If we receive marketing approval
from the FDA, we could face liability if a regulatory authority determines that we are promoting off-label use of our products.
A company may not promote off-label uses for its drug products. An off-label use is the use of a product for an indication that is
not described in the products FDA-approved label or for uses that differ from those approved by other applicable regulatory agencies. Physicians, on the other hand, may prescribe products for off-label uses. Although the FDA and other
regulatory agencies do not regulate a physicians choice of drug treatment, they do restrict promotional communications from pharmaceutical companies or their sales force with respect to off-label uses of products for which marketing clearance
has not been issued. A company that is found to have promoted off-label use of its product may be subject to significant liability, including civil and criminal sanctions. If we begin marketing any product, we intend to comply with the FDA and other
regulatory agencies with respect to our promotion of our products, but we cannot be sure that the FDA or other regulatory agencies will agree that we have not violated their restrictions. As a result, we may be subject to criminal and civil
liability. In addition, our managements attention could be diverted to handle any such alleged violations.

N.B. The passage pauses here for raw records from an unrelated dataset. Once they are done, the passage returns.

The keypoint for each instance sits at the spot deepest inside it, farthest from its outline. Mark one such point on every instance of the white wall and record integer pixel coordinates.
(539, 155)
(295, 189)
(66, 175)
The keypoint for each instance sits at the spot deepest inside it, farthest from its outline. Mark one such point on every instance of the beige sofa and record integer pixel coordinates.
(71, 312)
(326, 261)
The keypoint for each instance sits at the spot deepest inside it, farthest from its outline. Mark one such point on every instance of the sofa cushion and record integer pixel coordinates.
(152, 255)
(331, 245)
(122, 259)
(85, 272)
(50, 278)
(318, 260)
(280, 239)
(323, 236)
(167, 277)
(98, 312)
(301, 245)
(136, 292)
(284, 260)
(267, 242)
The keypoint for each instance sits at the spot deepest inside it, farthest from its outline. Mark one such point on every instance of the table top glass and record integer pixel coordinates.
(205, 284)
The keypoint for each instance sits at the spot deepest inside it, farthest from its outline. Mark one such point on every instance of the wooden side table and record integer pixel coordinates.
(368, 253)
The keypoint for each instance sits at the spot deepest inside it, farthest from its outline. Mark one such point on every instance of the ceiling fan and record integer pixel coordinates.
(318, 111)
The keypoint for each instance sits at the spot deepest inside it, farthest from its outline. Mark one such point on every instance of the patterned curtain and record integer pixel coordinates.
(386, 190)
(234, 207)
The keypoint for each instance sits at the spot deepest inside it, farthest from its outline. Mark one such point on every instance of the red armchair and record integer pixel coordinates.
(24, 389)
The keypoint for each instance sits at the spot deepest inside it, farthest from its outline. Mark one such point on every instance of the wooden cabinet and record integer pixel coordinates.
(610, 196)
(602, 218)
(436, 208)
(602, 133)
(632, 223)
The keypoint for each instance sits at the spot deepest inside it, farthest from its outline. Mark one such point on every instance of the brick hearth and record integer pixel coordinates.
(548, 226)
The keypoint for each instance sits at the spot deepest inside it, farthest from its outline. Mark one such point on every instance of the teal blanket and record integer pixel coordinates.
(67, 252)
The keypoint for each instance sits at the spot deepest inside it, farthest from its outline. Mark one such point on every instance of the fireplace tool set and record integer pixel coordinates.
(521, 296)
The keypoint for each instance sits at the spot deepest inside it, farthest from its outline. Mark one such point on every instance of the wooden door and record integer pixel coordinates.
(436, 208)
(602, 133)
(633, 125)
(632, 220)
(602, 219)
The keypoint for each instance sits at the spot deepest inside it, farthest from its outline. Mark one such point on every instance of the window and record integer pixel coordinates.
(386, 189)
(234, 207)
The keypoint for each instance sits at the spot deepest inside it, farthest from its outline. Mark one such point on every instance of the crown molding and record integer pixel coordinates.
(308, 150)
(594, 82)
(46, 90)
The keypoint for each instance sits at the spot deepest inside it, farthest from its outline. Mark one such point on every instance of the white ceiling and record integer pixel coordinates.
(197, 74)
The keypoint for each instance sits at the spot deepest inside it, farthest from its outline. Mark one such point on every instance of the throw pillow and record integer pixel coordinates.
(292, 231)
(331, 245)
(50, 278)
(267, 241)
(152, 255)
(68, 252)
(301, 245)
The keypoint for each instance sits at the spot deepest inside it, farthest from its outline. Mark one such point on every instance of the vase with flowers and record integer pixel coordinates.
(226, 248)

If we are unable to establish
sales and marketing capabilities or enter into agreements with third parties to sell and market any products we may develop, we may not be able to generate product revenues.

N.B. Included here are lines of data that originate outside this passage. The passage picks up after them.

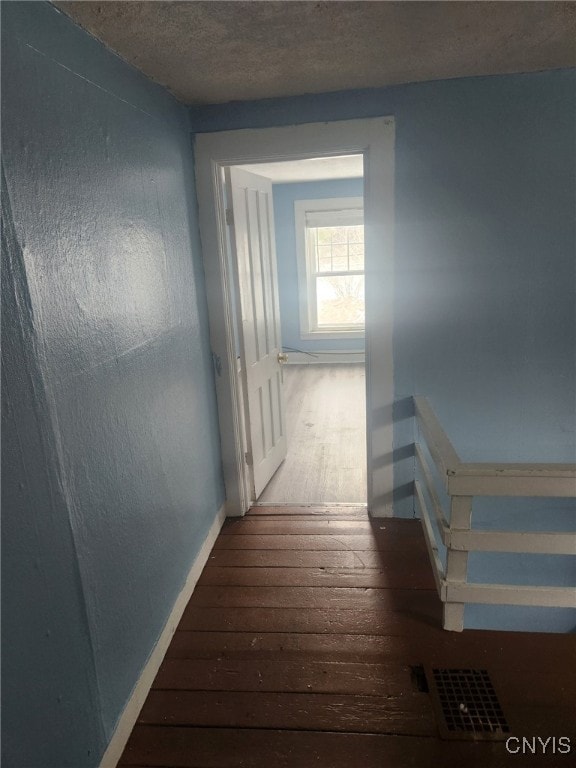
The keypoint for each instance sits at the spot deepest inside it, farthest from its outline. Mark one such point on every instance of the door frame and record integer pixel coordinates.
(374, 138)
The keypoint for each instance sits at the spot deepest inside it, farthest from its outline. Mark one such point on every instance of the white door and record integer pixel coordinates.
(260, 342)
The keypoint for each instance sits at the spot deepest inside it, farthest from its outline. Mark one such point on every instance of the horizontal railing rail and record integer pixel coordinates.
(463, 481)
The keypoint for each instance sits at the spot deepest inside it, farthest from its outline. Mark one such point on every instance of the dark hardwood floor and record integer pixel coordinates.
(300, 647)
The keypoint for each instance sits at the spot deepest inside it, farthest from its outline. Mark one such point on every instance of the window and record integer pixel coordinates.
(330, 237)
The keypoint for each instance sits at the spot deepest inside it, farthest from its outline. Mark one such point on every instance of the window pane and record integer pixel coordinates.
(324, 236)
(356, 256)
(340, 301)
(340, 264)
(340, 249)
(339, 234)
(356, 234)
(324, 262)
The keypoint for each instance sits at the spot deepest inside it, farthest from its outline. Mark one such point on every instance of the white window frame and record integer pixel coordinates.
(306, 272)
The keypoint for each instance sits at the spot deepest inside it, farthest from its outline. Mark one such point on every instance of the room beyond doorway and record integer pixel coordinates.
(326, 423)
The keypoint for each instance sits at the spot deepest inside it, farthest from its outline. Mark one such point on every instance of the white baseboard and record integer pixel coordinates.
(319, 358)
(132, 709)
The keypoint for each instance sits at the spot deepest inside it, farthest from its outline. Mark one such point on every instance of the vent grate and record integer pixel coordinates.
(467, 704)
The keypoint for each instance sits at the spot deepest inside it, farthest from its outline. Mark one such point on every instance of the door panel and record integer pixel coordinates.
(260, 342)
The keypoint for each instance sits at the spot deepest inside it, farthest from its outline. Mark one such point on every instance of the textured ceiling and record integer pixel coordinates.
(214, 52)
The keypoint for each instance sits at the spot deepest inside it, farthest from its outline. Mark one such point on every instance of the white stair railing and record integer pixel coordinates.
(464, 481)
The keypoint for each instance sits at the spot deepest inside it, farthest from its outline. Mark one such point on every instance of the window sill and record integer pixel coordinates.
(332, 334)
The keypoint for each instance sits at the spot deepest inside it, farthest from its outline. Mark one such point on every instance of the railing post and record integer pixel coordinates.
(457, 561)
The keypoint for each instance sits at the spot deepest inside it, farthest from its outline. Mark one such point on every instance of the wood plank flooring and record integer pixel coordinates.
(298, 648)
(326, 432)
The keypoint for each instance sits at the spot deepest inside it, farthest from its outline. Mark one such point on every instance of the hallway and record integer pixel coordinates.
(301, 646)
(326, 430)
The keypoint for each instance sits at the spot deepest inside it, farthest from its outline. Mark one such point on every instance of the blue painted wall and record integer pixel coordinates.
(484, 282)
(284, 197)
(111, 461)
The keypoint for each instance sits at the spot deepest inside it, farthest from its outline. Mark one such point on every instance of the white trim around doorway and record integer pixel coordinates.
(374, 138)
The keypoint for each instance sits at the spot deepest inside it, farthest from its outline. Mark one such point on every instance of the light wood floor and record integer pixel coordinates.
(326, 430)
(297, 650)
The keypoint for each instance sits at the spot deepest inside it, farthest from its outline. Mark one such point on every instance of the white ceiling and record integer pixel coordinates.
(313, 169)
(220, 51)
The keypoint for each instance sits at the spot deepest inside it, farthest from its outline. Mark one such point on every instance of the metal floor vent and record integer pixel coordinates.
(466, 705)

While we have begun to establish a small commercial team, we do not currently have a complete organization for the sales, marketing and
distribution of pharmaceutical products. In order to market any products that may be approved by the FDA, we must build our sales, marketing, managerial, and related capabilities or make arrangements with third parties to perform these services. If
we are unable to establish adequate sales, marketing, and distribution capabilities, whether independently or with third parties, we may not be able to generate product revenues and may not become profitable.

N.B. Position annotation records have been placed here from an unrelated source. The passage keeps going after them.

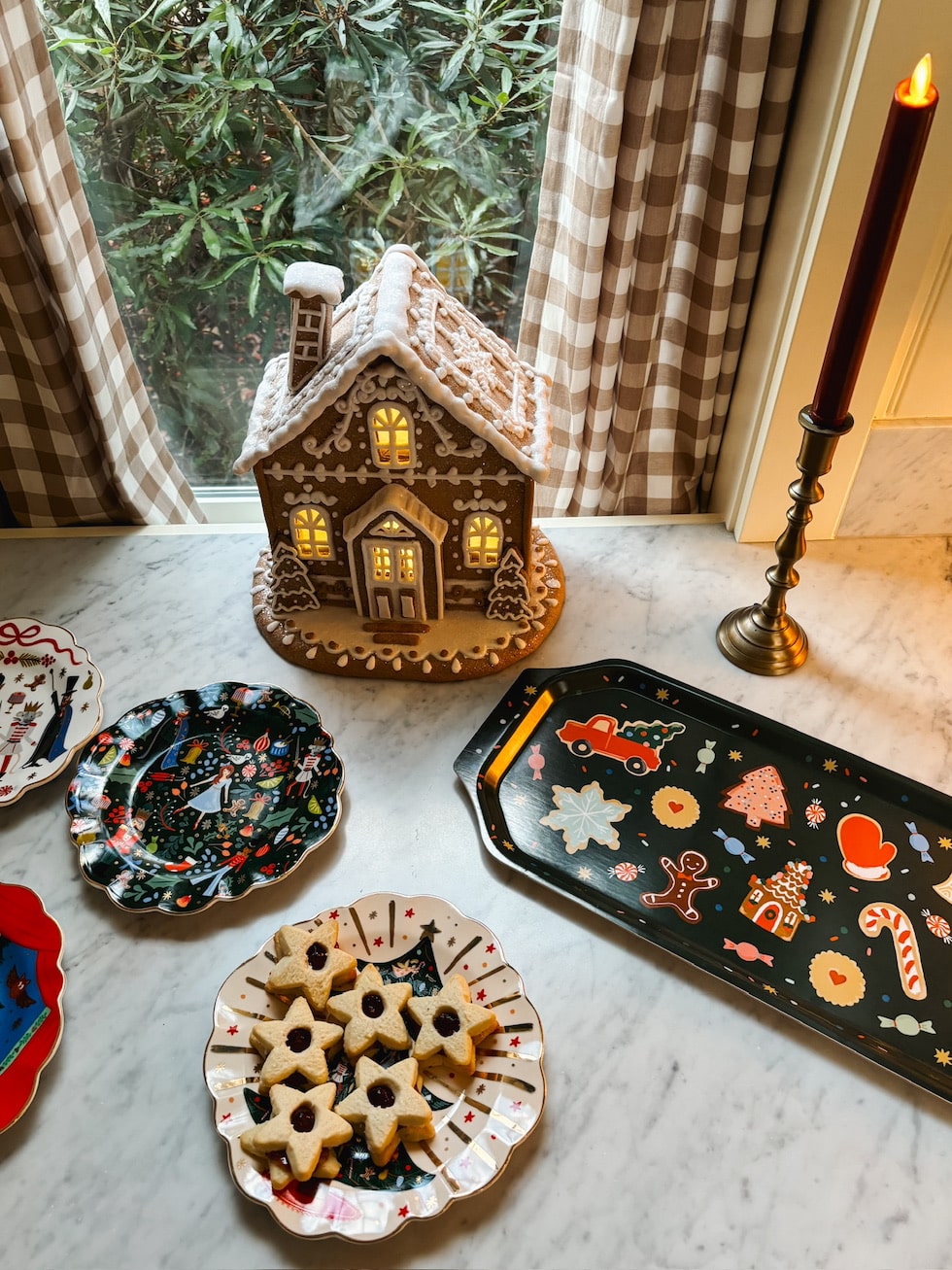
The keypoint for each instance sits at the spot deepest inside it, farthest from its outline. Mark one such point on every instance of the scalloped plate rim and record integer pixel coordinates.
(273, 1203)
(254, 885)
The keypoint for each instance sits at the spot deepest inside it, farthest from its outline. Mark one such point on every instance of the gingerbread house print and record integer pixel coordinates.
(778, 905)
(396, 447)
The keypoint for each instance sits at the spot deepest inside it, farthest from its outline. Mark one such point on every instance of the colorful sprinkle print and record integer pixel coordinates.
(799, 873)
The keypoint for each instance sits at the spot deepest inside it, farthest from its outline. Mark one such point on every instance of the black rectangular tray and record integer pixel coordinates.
(803, 875)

We will need to obtain FDA approval of our proposed product name for pimavanserin, and the failure or any delay in receiving this approval may adversely
impact the timing and success of our sales and marketing efforts.
The FDA will need to approve any product name we intend to use
for pimavanserin regardless of whether we have obtained a formal trademark registration from the United States Patent and Trademark Office. Typically, the FDA conducts an extensive review of proposed product names, including an evaluation for
possible confusion with other existing product names. If the FDA objects to our proposed name, we will need to adopt an alternative name. As a result, we would lose the benefit of any existing trademark
25
applications and may need to spend significant resources in an effort to select another product name that will meet FDA approval, qualify under existing trademark laws and not infringe on the
existing rights of third parties. In addition, we will need to develop brand loyalty for any product name in order to commercialize pimavanserin effectively. If we fail to do this, it could negatively impact our future revenues from sales of
pimavanserin.
If we engage in any acquisition, we will incur a variety of costs and may never realize the anticipated benefits of the acquisition.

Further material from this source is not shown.